Andreas Ritter: Die Karten werden nach Ideen des jeweiligen Investors gestaltet – und zwar von unseren Grafikern, nicht von den Investoren selbst. Ein Design ist bereits fertig, ein anderes wird gerade finalisiert. In etwa einem Monat werden wir alle Investorenkarten im Shop anbieten. Das hätte natürlich noch schneller gehen können, aber: Wir wollen unsere Umsatzziele erreichen und das Versprechen einlösen, das wir im Funding gegeben haben. Dafür ist es wichtig, dass wir unsere Shop-Kategorien und unsere Produkte weiterentwickeln. Deshalb hat die Realisierung der Investorenkarten etwas länger gedauert.

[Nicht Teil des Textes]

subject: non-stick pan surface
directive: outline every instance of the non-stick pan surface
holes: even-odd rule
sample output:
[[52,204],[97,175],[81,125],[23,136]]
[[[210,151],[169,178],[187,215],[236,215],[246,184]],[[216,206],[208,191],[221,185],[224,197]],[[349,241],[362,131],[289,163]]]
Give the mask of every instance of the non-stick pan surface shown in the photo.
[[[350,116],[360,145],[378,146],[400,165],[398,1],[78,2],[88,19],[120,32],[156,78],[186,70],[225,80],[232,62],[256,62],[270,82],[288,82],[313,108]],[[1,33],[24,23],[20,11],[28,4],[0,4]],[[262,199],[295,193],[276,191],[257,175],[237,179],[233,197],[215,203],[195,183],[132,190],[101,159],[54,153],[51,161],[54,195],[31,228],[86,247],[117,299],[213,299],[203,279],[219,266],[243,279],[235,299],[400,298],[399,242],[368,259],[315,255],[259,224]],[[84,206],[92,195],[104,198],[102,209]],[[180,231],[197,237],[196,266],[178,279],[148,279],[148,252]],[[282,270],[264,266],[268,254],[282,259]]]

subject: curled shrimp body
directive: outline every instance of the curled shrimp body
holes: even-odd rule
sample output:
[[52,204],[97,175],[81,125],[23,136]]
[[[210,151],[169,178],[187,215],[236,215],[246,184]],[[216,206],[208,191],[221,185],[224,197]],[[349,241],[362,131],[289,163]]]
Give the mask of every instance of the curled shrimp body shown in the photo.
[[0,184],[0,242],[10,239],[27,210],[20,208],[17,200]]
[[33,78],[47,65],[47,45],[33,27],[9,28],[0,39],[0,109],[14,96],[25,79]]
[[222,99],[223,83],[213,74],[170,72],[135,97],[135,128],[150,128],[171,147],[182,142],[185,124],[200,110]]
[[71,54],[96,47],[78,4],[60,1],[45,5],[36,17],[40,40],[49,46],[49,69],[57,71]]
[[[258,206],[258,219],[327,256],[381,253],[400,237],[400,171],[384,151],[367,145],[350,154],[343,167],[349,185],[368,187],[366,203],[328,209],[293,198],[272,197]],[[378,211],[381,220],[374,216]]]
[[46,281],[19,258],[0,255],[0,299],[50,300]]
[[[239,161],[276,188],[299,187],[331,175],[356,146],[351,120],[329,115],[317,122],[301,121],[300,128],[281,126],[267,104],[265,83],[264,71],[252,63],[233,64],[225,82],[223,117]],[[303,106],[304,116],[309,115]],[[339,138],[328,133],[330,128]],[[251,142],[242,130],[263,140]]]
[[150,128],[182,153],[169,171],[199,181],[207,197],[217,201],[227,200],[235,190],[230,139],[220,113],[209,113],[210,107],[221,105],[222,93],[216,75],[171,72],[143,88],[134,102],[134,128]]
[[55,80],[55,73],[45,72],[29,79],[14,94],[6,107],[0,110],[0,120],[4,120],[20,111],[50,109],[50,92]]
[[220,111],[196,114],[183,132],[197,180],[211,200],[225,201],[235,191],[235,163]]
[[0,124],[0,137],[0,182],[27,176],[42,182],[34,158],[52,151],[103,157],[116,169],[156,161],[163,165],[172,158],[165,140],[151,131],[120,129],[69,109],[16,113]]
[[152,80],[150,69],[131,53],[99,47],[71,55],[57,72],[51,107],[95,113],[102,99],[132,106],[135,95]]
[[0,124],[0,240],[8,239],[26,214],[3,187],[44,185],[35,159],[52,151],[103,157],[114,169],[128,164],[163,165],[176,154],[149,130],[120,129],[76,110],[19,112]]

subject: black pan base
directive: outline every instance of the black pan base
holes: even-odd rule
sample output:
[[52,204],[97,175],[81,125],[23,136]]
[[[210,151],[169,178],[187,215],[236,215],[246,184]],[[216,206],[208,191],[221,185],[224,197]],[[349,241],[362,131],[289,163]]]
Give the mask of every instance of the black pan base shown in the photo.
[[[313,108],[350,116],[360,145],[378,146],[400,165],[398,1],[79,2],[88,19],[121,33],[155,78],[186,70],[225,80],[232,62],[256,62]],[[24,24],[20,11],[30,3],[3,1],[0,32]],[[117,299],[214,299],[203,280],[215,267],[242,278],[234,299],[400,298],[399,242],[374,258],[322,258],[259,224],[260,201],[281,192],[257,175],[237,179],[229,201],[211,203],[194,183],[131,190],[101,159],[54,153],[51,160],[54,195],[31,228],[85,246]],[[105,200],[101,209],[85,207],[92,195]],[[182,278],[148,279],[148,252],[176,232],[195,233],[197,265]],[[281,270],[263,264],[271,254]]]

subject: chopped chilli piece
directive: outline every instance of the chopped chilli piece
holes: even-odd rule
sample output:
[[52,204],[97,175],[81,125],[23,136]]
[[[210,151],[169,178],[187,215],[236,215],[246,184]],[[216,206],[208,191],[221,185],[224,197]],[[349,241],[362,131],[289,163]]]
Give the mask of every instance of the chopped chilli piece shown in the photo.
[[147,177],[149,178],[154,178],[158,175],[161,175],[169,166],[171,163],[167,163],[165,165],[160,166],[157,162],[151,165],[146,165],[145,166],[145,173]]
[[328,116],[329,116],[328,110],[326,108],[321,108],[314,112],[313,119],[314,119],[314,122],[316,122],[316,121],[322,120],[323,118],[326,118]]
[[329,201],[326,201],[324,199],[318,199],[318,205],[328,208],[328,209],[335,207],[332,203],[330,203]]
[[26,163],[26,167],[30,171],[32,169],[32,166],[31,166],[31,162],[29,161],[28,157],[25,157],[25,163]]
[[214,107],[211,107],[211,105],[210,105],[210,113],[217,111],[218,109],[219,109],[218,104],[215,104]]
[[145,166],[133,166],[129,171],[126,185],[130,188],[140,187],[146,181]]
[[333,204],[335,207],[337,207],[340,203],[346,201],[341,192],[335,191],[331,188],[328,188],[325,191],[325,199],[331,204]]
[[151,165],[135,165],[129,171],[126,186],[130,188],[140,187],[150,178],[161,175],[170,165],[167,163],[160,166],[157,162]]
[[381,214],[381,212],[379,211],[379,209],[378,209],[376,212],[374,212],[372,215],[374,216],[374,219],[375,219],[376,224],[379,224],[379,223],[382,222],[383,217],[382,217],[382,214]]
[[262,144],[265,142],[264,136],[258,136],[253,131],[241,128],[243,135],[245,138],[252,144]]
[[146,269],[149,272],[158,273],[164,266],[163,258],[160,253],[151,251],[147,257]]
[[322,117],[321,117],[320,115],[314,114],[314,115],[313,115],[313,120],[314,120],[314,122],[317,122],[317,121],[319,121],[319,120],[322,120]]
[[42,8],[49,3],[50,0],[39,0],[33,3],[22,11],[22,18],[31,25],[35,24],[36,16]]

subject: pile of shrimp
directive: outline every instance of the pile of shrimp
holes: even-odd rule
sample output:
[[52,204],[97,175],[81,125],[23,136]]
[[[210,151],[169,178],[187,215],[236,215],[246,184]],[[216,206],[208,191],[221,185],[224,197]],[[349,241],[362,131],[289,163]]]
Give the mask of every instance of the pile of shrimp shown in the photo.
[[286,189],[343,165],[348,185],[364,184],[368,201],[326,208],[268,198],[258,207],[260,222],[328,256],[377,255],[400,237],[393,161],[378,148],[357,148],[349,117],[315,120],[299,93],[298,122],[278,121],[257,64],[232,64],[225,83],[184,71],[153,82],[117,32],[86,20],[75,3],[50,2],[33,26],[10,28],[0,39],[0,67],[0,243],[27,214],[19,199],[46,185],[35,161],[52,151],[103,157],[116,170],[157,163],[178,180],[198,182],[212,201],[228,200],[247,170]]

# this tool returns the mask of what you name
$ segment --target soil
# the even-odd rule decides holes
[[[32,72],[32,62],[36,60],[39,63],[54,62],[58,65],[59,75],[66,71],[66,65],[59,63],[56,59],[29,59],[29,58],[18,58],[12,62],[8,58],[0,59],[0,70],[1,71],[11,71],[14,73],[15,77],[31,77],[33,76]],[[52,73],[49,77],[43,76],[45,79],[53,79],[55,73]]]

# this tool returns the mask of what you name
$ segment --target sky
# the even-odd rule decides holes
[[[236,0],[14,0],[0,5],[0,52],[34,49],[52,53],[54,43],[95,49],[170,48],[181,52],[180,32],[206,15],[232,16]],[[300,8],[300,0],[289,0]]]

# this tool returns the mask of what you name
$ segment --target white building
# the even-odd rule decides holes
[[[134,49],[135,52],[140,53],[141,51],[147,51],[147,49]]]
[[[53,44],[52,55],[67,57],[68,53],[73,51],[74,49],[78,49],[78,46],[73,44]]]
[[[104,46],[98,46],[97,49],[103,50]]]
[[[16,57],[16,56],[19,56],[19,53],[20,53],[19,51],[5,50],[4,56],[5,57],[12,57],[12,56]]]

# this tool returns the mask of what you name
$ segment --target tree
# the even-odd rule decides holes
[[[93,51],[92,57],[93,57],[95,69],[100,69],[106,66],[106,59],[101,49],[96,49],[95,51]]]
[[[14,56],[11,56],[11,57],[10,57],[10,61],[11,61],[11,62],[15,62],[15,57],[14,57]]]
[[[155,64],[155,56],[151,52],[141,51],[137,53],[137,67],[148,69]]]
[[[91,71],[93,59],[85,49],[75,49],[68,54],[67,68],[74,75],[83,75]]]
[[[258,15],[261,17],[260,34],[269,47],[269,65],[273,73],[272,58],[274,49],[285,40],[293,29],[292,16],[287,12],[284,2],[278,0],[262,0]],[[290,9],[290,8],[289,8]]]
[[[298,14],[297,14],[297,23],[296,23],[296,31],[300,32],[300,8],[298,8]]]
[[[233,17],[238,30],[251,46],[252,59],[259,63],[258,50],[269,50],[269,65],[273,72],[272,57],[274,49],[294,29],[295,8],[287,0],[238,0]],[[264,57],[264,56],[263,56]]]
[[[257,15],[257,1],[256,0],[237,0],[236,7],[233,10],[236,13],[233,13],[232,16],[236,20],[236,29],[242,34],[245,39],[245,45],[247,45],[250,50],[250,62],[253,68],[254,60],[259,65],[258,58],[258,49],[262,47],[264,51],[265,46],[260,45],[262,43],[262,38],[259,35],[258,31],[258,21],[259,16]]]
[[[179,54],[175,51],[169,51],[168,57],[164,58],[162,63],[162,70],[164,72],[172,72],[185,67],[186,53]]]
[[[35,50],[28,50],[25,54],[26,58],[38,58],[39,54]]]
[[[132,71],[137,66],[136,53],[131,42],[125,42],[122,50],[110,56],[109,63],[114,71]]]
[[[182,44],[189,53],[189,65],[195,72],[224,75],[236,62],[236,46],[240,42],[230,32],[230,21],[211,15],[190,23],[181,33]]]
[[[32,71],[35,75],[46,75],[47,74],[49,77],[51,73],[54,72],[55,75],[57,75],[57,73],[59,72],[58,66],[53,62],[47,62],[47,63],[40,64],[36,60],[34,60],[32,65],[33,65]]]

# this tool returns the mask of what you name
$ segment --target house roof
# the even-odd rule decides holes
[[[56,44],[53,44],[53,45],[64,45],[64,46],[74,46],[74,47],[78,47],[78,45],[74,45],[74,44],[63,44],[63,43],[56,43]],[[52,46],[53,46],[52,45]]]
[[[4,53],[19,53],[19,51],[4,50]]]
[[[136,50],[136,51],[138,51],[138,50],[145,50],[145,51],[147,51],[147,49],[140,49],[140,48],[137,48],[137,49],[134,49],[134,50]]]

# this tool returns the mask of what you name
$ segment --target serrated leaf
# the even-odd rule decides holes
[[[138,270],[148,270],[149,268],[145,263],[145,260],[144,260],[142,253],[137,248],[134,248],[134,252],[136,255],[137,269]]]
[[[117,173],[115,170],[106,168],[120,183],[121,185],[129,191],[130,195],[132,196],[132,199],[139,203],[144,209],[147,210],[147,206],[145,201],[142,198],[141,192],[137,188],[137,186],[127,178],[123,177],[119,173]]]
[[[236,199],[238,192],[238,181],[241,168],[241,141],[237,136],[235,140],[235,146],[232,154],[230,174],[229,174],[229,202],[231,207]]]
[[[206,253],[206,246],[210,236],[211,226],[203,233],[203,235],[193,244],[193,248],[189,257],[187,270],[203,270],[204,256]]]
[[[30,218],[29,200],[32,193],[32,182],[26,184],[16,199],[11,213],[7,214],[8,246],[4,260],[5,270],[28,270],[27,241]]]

Seedmatch: Wo steht ihr aktuell mit Kartenmachen.de? Werdet ihr eure Ziele für dieses Jahr erreichen?
Andreas Ritter: Aktuell liegen wir noch 20 Prozent unter unseren Zielen. Aber wir haben bald neue Produkte im Shop, die uns schnell ins Plus bringen können: Anfang Oktober führen wir die neue Kategorie „Personalisierbare Grußkarten“ ein. Die ersten Designs gibt es zum Thema „Weihnachten“. Zwischen Anfang Oktober und Jahresende bringen wir viele neue Artikel für die Hochzeitssaison 2017. Einige der Artikel werden so bislang noch nicht auf dem Markt der personalisierbaren Einladungskarten angeboten. Worum es da geht, möchte ich heute noch nicht verraten. Wir sind sehr gespannt, wie die Kunden auf diese Produkte reagieren!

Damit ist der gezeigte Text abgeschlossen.